In Defense of Dorico

Hi , Dorico community,

I wanted to put in my two cents about a few things regarding the initial release of Dorico.

I just read a post in a thread about chord symbols that said because chords won’t be in v1.0, Dorico itself is a “waste of time and energy.”

Please, everyone, go read the Development Diaries! All of them. Look at all the careful, thoughtful work Daniel and his team have been putting into this product. These guys are completely changing the playing field for notational software! Do you for a moment think that Dorico will never support such an important feature? No, after three years of development, and with a professional level price tag, Dorico is in it for the long haul. Of COURSE it will have chords, and bell x and whistle y… We just have to be a little patient.

Am I disappointed by certain aspects of v1.0? Well, yeah… But I still intend to put my money down for Dorico on day one. I still have both competing products (A & B), and I still expect my expertise in them to be relevant for a while. Meanwhile, I can start to get acquainted with Dorico and it’s new approach. The features will come, and I’ll be ready for them, at my crossgrade price thank you very much!

I also have to say that Daniel is AMAZING. I have never once seen this level of community interaction from anyone outside of independent developers. He responds to forum posts, he responds to emails, and he is the guy in CHARGE of the product, not someone from PR or way down the food chain.

I just read over this post and I don’t think I said anything profound or earth-shattering, but I really want to say publicly that I hardly think the work the Steinberg team has done is a “waste of time and energy.” On the contrary, it is very much appreciated, and I intend to show my appreciation the old-fashioned way: With my wallet.


Indeed – folks, let’s all not get carried away – the announcement was done only yesterday and it is at least another 3 to 6 months before the release.

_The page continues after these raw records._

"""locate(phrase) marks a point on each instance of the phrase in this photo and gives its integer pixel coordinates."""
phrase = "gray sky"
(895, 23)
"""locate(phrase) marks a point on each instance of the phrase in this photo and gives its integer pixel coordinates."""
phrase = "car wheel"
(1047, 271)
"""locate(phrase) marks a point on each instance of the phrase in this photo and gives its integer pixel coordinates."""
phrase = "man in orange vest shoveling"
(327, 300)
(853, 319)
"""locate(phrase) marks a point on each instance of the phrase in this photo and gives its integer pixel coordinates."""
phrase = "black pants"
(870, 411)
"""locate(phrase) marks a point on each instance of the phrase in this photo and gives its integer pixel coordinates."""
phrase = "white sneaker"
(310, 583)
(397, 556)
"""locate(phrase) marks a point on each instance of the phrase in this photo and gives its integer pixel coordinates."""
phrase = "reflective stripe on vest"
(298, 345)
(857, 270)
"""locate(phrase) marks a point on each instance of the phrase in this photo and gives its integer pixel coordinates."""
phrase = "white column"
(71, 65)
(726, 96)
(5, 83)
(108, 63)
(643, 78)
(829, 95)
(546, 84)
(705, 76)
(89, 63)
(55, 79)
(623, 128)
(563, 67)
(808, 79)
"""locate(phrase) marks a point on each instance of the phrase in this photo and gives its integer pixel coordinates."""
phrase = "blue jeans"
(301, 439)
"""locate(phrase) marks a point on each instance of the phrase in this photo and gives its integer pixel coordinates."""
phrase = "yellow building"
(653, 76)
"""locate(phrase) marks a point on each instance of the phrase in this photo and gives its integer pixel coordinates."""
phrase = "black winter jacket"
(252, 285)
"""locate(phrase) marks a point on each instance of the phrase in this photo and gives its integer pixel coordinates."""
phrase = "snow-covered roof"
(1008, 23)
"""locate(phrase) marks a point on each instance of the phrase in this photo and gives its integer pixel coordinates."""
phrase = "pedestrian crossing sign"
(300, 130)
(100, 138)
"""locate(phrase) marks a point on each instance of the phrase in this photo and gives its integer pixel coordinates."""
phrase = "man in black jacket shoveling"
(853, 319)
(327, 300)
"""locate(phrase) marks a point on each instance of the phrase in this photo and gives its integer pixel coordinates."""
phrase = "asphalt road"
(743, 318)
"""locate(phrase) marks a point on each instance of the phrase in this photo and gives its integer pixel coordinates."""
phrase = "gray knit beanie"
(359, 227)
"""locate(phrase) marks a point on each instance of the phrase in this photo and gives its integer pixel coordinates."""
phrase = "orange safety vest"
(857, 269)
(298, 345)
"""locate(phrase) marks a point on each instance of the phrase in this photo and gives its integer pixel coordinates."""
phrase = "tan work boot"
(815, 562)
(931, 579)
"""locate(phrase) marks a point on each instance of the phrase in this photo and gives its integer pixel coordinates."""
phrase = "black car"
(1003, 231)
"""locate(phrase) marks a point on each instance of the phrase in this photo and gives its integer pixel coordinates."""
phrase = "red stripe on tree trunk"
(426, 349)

Listen folks - I tell you, it’s going to be great. Just great. In fact, it’s going to be terrific. Terrific. [insert applause] :wink:

I just finished reading Philip Rothman’s excellent article on Dorico over at, which I think is actually a more comprehensive look at the interface than Daniel’s posts. This passage stood out to me as relevant to this post, though:

As Daniel told the attendees at Sunday’s presentation, every line of Dorico’s code originated from the brains of its developers. Making professional-level music notation software is unquestionably a difficult task, and for all of Dorico’s appeal, it can’t possibly have every feature that its chief competitors have with their decades-long head start. Notable omissions from Dorico’s initial release are chord symbols and guitar tablature, which will surely be deal-breakers for a number of potential users at the outset.

The upside, of course, is a complete lack of the burden of technical debt and thus, the opportunity for a fresh approach. Marry that with the tremendous skill and experience that is the brains behind Dorico, along with the deep pockets and long-term vision of Steinberg, and the potential is indeed great for the software to become significant, if not pre-eminent in its space, in time.


For me to use it I need the chord symbols and the ability to use it on my laptop. The chord symbols will come but if I can’t have it o my desktop and laptop I can’t get my work done.

Will it win so much we get tired of winning? :wink: Sorry, couldn’t help myself.

We all want our piece of the action. I’m interested in some more advanced notation techniques and refined engraving plus a workflow that allows me to compose with many sketches in the same document. That’s why Dorico’s for me because it looks as if it’s going to deliver me most of this whilst promising the rest.

I’m willing to wait for my needs; I just wish some of those shouting the loudest would just listen and wait a bit too. They’re not the only ones here.

Lovely to be back in the fray. I’ve missed all this!

Expected from Steinberg for years :exclamation: :smiley:


Yup got to agree with this. Of course there are going to be features missing initially that we all want, which is why I’ll still be upgrading to Sibelius 8 from 7.5 before the end of June to cover myself professionally in the meantime.

That said I fully intend to lay down the money (at that nice introductory crossgrade price! :slight_smile: ) when Dorico lands, it’'ll be a great opportunity to get to grips with the basics of the program while the team catch up and add those features we all crave so much (and in my case much more than just chord symbols!). One thing I do intend to test is just how good at importing and interpreting MusicXML files Dorico is, it’s a good excuse to just keep doing my main work in Sibelius for the meantime whilst testing out Dorico on the side. :wink:

Personally I’m in this for long haul. Sibelius took many years to get to the level it is now and I’m quite sure Dorico will blow it out of the water eventually as long as we’re all patient and let the team do what they are best at. I fully expect I’ll dump Sibelius completely perhaps two or three years down the line from now. :slight_smile:


It was already very exciting to to follow the progress on Daniel’s blog; and now the newborn baby has a name.
I’m sure Daniel and his team will do a wonderful job raising Dorico to become great star.